Nous aperçûmes encore une fois le navire droit par notre travers au vent. Nous en conclûmes qu’il recevait plus de vent que nous, car il avait changé sensiblement de position, tandis que nous n’avions pas fait un mille depuis que nous virions vent devant. À dix heures, la tempête éclata avec une violence toute tropicale. Nous ne l’attendions pas sitôt, et nous pensions que le canot nous aurait rejoints avant qu’elle se déclarât. La première bouffée de vent jeta le schooner sur le côté, de manière à nous prouver que les éléments ne plaisantaient pas. Je ne pus garder que la misaine avec tous ses ris pris, et encore y avait-il des moments où le schooner était lancé sur le sommet des vagues, comme s’il allait voler hors de l’eau. Ma grande inquiétude était pour le canot que je ne voyais plus. Marbre, dans ses instructions, n’avait pas prévu le cas de tempête, et nous étions séparés. Je dus croire naturellement que le canot chercherait à nous rejoindre, et tous mes efforts tendirent à ne pas trop nous éloigner du point où son équipage nous avait vus pour la dernière fois. La pluie tombait par torrents, et nous avions beau avoir allumé des fanaux, un feu de joie même n’aurait pas été vu à cent verges de distance.

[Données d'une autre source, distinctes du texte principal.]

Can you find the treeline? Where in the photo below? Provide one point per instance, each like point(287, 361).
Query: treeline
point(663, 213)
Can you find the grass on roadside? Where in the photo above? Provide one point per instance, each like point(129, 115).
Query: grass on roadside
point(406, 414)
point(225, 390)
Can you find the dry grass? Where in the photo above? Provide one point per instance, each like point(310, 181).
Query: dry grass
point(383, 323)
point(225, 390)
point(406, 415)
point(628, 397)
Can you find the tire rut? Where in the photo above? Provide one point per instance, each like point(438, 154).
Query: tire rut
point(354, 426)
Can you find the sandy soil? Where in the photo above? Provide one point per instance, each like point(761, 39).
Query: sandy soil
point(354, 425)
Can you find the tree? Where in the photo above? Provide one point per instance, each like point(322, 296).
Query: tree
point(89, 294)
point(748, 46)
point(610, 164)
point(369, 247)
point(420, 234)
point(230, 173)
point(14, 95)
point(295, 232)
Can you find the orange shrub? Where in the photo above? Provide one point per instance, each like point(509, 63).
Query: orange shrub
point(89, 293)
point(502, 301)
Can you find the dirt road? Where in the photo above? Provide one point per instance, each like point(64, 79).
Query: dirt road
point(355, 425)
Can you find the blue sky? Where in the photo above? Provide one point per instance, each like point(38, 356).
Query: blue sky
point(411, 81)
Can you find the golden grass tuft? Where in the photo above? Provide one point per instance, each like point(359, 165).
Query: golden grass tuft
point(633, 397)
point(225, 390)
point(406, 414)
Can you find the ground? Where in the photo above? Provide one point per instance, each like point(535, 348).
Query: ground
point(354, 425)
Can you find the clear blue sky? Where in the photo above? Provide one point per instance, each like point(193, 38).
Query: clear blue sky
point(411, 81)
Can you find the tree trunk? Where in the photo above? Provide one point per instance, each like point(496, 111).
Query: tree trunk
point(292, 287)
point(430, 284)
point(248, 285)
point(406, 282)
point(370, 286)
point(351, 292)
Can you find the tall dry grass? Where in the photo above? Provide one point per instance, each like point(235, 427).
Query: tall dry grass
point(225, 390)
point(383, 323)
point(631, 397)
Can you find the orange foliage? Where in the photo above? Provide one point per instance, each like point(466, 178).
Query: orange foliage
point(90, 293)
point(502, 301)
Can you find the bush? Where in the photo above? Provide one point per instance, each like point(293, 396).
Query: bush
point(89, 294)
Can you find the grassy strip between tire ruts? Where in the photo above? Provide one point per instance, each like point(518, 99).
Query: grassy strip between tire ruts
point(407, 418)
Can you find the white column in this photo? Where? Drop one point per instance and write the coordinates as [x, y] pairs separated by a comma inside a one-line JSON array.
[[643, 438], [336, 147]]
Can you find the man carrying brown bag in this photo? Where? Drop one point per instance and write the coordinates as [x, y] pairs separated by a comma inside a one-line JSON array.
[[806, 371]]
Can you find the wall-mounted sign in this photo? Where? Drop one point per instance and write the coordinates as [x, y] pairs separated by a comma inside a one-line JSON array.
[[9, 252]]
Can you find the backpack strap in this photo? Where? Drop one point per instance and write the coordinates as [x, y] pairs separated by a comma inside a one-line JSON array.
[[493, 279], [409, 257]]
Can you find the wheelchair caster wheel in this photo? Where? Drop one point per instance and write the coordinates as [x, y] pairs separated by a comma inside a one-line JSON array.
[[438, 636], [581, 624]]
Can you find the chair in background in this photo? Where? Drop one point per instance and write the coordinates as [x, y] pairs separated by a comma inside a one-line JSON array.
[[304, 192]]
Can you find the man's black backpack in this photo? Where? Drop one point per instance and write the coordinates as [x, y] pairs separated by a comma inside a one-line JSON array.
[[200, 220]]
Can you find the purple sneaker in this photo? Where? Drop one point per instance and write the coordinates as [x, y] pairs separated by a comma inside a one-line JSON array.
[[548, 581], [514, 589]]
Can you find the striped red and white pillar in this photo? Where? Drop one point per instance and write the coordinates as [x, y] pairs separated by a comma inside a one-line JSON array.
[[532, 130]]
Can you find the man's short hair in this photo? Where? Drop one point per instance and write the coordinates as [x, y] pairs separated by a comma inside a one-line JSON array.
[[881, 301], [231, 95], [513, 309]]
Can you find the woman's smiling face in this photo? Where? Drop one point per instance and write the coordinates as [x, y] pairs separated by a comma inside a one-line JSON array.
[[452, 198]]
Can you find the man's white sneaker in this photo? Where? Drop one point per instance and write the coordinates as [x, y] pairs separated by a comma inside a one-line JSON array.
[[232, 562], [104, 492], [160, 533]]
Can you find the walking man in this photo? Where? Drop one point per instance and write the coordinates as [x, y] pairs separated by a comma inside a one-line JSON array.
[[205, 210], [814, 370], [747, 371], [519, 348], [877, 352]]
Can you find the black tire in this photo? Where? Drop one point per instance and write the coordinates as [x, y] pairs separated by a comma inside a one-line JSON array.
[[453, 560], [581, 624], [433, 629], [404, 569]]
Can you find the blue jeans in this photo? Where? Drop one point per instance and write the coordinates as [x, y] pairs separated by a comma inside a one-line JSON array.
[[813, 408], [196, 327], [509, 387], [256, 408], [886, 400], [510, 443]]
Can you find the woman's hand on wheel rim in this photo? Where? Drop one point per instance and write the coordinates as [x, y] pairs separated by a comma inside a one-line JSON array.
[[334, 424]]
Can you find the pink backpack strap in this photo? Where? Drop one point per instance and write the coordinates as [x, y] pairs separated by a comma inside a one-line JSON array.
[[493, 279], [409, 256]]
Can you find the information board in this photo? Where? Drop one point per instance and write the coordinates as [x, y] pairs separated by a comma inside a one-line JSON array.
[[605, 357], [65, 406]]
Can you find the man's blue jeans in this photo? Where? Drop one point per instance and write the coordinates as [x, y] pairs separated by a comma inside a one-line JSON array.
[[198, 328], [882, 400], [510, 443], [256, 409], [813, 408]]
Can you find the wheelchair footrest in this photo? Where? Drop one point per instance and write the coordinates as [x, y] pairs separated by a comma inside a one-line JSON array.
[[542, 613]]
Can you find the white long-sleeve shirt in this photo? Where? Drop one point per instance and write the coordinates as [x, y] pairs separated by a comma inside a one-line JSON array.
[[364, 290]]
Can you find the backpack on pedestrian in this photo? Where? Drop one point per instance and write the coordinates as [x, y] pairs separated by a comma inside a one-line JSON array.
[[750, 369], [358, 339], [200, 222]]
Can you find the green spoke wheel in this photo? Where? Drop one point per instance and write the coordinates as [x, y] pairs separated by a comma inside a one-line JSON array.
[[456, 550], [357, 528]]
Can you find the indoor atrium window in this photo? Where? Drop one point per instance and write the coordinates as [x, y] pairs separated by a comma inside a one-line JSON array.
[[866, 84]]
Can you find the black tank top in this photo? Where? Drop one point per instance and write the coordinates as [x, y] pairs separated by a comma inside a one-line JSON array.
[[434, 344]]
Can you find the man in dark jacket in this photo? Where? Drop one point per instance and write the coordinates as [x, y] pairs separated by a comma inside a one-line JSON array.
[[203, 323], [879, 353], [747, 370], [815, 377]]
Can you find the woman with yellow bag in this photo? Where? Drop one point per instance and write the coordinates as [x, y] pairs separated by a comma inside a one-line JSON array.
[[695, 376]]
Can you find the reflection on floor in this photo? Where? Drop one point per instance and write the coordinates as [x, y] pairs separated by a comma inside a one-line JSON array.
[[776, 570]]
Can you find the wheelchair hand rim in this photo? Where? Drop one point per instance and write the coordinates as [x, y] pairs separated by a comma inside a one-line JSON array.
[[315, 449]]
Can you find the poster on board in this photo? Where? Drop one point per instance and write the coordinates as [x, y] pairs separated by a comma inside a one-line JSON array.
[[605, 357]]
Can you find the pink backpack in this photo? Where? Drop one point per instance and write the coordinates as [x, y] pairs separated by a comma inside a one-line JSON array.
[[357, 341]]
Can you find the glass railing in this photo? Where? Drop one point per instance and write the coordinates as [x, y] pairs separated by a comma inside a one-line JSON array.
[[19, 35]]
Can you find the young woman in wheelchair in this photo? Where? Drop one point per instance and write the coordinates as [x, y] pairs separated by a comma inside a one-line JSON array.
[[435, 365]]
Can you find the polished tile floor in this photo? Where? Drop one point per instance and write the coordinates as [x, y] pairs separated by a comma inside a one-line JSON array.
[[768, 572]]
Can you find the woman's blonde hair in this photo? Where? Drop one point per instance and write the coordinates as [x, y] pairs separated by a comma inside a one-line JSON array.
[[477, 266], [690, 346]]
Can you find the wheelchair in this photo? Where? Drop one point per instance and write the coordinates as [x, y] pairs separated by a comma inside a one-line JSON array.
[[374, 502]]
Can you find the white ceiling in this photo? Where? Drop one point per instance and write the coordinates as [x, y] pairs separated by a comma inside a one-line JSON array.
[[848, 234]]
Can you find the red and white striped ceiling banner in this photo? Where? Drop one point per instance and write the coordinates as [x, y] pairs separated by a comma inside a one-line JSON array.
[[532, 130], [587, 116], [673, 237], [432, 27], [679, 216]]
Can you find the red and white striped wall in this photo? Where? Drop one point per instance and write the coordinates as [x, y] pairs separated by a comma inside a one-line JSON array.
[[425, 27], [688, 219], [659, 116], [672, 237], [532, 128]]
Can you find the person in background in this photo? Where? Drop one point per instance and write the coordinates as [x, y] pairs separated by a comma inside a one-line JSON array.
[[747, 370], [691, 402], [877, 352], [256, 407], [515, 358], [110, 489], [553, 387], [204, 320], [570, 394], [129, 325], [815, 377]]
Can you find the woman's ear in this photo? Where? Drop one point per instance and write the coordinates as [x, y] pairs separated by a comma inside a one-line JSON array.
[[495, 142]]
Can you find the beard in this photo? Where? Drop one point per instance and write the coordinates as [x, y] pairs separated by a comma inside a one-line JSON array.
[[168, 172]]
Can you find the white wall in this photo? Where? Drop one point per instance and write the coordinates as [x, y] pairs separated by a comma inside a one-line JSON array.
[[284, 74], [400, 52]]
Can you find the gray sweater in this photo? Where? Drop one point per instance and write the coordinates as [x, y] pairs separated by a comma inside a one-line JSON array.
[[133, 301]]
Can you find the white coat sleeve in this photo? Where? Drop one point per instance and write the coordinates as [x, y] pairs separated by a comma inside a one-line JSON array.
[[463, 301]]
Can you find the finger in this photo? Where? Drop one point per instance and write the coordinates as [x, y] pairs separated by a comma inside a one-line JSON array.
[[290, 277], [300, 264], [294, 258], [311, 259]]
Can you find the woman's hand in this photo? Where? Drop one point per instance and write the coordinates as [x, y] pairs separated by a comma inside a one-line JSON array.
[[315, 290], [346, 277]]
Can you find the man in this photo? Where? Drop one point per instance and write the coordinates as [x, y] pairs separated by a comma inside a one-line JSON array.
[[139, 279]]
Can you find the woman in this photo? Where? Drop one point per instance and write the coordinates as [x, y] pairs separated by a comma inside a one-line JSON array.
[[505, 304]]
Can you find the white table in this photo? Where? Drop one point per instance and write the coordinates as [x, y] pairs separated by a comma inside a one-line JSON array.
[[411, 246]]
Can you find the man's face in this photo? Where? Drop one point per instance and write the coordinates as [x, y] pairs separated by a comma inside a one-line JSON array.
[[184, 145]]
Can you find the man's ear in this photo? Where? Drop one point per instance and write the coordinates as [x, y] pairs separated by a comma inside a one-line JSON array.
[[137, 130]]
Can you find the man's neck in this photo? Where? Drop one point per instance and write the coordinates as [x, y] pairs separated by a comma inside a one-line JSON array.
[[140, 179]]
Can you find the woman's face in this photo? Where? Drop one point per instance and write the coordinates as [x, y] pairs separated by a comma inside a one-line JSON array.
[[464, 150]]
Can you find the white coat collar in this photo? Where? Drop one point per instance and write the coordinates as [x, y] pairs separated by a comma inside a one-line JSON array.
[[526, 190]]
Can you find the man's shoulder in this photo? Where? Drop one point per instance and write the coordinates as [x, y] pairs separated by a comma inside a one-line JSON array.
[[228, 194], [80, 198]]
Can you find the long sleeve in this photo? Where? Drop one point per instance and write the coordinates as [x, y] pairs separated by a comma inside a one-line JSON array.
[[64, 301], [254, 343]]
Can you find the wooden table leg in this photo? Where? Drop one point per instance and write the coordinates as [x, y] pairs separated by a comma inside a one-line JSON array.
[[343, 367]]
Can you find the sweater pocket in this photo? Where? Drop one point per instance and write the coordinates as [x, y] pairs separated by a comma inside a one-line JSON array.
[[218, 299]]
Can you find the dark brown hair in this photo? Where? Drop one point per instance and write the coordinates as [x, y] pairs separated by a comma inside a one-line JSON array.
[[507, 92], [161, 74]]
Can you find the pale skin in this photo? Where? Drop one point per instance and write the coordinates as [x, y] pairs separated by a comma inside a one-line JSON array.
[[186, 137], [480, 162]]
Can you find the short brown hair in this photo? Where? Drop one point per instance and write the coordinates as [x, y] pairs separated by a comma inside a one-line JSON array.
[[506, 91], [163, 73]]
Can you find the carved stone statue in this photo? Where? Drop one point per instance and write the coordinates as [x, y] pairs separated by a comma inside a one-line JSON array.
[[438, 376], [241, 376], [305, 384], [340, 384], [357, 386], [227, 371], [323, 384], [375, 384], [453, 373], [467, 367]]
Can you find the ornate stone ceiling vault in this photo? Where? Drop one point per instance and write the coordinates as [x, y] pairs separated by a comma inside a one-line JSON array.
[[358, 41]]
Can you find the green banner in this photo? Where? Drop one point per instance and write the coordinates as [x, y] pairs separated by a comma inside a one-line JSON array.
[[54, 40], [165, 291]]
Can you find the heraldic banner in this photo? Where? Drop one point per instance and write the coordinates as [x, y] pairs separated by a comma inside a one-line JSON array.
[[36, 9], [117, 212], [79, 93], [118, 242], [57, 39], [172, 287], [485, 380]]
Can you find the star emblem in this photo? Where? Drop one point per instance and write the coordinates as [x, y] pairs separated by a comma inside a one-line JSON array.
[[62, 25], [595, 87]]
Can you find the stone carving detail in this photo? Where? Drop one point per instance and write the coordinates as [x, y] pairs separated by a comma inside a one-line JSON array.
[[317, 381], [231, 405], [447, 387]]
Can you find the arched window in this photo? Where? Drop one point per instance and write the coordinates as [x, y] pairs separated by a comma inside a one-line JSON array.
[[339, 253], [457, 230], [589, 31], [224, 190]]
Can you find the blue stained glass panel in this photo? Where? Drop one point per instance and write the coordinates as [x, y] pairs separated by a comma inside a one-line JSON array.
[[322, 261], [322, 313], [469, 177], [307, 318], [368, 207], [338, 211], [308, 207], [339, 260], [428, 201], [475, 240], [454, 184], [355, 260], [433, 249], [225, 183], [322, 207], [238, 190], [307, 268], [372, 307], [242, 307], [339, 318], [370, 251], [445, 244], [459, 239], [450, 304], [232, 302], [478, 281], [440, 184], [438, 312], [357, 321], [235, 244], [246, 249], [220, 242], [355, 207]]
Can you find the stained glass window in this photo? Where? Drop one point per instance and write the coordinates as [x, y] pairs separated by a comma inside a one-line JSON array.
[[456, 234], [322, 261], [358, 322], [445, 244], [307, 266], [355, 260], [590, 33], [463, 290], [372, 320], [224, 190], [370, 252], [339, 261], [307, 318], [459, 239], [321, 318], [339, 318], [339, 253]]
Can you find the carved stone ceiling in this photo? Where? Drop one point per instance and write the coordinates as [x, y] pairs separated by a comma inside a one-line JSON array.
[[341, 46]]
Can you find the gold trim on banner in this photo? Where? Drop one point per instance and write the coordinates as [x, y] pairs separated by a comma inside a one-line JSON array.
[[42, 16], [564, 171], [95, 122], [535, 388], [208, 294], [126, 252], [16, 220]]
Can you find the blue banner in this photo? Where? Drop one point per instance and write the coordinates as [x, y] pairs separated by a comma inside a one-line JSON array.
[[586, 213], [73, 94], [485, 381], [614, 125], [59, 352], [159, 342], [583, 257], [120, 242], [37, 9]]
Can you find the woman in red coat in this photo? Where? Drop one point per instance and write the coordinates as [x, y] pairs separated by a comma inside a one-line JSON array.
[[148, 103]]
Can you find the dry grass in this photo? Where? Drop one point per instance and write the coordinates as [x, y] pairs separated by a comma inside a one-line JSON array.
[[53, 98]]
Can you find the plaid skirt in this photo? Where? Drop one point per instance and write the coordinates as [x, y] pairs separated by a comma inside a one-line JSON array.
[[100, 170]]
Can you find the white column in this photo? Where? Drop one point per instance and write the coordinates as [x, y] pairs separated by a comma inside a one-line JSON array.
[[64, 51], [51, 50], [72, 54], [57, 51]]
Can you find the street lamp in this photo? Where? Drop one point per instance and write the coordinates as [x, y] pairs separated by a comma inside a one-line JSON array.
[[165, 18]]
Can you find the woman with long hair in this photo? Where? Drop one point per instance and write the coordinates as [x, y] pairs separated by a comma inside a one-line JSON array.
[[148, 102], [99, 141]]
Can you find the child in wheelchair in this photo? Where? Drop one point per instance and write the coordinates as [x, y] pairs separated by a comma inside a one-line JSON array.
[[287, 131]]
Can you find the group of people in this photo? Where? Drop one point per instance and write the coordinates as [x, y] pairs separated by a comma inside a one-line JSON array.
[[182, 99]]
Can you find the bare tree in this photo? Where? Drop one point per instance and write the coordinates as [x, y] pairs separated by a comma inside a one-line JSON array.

Jamais je n’ai passé de nuit plus affreuse. J’étais attaché à Marbre. Tout dur, tout peu aimable qu’il pût être quelquefois pour les autres, il s’était montré constamment mon ami. Marin jusqu’à la moelle des os, navigateur par instinct, il était brave comme un lion et il serait mort pour défendre son pavillon. C’était par suite d’une susceptibilité excessive, d’un zèle outré pour les intérêts de ses armateurs qu’il s’était mis dans une position aussi critique. Je puis dire sans exagération que j’aurais voulu pouvoir changer de place avec lui.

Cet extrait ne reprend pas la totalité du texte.